Beaucoup dépend de ce qui est déjà dans le portefeuille. Toute personne fortement exposée aux produits pharmaceutiques par l’intermédiaire de son rival AstraZeneca peut décider de l’approuver. Pour ceux qui ne sont pas exposés aux soins de santé, GSK pourrait apporter équilibre et diversification.
Risques et résilience
Il y a des risques. L’ancienne directrice générale Emma Walmsley a fixé des objectifs de revenus ambitieux pour 2030, qui pourraient s’avérer difficiles à atteindre. Plusieurs brevets clés sur le VIH expirent en 2028 et 2029, et la politique américaine de vaccination reste incertaine.

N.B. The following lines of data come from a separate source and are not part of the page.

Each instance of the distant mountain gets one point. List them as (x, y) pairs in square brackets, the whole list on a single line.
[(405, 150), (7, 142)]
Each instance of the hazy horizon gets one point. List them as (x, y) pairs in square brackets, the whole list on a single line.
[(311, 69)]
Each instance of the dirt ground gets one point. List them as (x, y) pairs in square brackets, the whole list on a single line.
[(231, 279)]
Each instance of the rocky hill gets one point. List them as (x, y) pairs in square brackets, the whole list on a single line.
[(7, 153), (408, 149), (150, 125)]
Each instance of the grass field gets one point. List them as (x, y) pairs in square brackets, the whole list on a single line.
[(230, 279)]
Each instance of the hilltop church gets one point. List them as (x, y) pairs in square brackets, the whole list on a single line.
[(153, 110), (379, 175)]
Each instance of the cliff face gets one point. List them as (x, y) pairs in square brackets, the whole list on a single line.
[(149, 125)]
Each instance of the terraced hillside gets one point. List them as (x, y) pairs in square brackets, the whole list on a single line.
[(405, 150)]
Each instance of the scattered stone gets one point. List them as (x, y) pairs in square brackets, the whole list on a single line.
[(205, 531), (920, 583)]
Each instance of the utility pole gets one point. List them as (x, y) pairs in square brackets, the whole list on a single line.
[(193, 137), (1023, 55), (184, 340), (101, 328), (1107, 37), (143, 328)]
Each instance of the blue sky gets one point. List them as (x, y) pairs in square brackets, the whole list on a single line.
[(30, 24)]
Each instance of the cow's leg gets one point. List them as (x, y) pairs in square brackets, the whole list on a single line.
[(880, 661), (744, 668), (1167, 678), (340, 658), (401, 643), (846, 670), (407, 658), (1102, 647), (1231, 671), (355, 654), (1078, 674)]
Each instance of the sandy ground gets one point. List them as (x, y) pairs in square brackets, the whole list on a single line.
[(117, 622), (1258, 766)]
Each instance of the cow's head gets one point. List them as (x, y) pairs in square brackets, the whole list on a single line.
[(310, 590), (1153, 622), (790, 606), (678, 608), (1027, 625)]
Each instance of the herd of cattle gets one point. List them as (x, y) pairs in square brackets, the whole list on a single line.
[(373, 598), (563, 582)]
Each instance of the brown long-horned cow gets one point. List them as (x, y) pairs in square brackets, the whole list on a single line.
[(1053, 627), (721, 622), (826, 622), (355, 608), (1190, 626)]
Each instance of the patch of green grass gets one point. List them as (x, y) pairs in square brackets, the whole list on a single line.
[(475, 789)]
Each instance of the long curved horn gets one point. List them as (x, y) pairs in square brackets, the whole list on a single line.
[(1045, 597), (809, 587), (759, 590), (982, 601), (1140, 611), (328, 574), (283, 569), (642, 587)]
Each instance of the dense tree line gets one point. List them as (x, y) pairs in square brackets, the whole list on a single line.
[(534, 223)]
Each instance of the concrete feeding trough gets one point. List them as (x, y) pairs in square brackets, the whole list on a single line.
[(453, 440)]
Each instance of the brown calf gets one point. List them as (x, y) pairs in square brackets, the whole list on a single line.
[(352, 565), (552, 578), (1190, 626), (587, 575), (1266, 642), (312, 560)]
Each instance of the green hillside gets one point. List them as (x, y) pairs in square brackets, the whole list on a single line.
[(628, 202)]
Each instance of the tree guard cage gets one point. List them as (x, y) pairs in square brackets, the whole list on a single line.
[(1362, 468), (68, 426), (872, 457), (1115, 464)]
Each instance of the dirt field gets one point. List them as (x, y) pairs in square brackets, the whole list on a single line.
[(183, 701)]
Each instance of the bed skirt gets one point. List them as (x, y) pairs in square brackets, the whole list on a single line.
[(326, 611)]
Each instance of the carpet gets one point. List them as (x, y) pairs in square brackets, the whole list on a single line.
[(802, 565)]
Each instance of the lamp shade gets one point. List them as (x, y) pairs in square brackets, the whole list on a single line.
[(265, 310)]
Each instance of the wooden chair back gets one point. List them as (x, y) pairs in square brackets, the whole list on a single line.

Pourtant, la confiance s’améliore. En février 2025, GSK a annoncé son premier rachat d’actions depuis 2013, d’une valeur de 2 milliards de livres sterling. Avec un portefeuille important et des revenus fiables, les investisseurs pourraient envisager d’acheter dans le cadre d’un portefeuille diversifié à long terme.
Aucune action n’est parfaite, tout comme aucun programme fiscal ne peut tout faire. Les investisseurs devraient constituer un portefeuille équilibré d’au moins une douzaine d’actions et effectuer leurs propres recherches, plutôt que de s’appuyer sur l’IA.